Algumas pessoas, inclusive as sensatas, disseram que 2020 é um ano que não deveria ter existido. Bem, nem é uma questão de divergência, mas o fato é que 2020 existiu e não podemos negá-lo ou apagá-lo. Acho que a gente tem de aprender algo de tudo o que vivemos, por mais duro e difícil que seja. Uma das coisas que me deixa mais irritado comigo mesmo é não tirar nenhum aprendizado das experiências e reincindir no mesmo erro.
A pandemia tem muitas lições a serem assimiladas pelos indivíduos, pelas instituições e pelas nações. Não digo que seja uma experiência agradável. Claro que ela impõe restrições, angústias e incertezas. Mas até parece que antes a vida era um deslizar de lanchas sobre camélias, como diria Carlos Drummond de Andrade, e vivíamos em um mundo perfeito.
Embora a pandemia tenha atingido a todos sem distinção de classe, ela expôs as desigualdades sociais, a destruição do meio ambiente, a máquina da mentira e a irresponsabilidade de alguns governantes. A União Europeia resolveu tomar uma atitude em bloco e só firmar contratos comerciais com empresas de países que preservam o meio ambiente.

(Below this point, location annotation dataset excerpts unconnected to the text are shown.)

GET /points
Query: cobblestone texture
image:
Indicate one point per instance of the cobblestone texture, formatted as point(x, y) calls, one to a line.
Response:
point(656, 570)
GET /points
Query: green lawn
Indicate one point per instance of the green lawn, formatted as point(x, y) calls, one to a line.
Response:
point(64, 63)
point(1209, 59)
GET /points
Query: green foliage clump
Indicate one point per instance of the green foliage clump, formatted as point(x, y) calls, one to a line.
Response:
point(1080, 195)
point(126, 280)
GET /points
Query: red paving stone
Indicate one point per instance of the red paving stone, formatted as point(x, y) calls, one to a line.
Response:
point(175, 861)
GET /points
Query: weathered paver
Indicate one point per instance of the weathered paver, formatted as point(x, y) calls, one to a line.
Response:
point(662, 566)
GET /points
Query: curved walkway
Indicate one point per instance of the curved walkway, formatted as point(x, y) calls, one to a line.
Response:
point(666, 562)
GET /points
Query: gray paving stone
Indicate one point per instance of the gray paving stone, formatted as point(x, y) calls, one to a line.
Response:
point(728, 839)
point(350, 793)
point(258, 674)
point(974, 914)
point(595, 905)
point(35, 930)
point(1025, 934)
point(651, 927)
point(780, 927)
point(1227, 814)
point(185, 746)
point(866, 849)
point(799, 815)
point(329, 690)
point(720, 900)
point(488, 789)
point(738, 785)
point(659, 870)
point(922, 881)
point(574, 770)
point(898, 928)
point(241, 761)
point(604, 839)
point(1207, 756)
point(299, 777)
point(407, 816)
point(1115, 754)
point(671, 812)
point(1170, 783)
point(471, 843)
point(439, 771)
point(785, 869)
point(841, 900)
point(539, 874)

Até grupos de investidores, considerados alienados históricos das questões sociais, enviaram cartas a autoridades brasileiras alertando que os compromissos com a preservação das florestas teriam um peso nas decisões de investimento.
No plano interno, a pandemia escancarou a relevância do nosso SUS, o mais amplo sistema público de saúde do mundo, alvo de constante desinvestimento e ataques dos lobbies do sistema de saúde privada. Enquanto isso, os planos de saúde têm o caminho aberto para impor os aumentos mais absurdos em meio à maior crise de saúde sanitária da humanidade, sem que nenhuma agência de controle se manifeste ou sem que o parlamento se posicione para defender o interesse público.
Ora, quem teve aumento nos lucros da ordem de 31% durante a pandemia? O SUS atende a 75% da população brasileira. Até o ex-ministro da saúde Luís Henrique Mandetta, antigo adversário do sistema público de saúde, vestiu a camisa do SUS.
Em nome da sanidade, não se pode negar os mortos ou a morte. Alguns governantes reduziram a experiência dramática da crise sanitária a uma tragichanchada. Mas a pandemia trouxe lições de solidariedade, de essencialidade e de fatalidade. É uma experiência trágica que deveria nos tornar seres humanos melhores.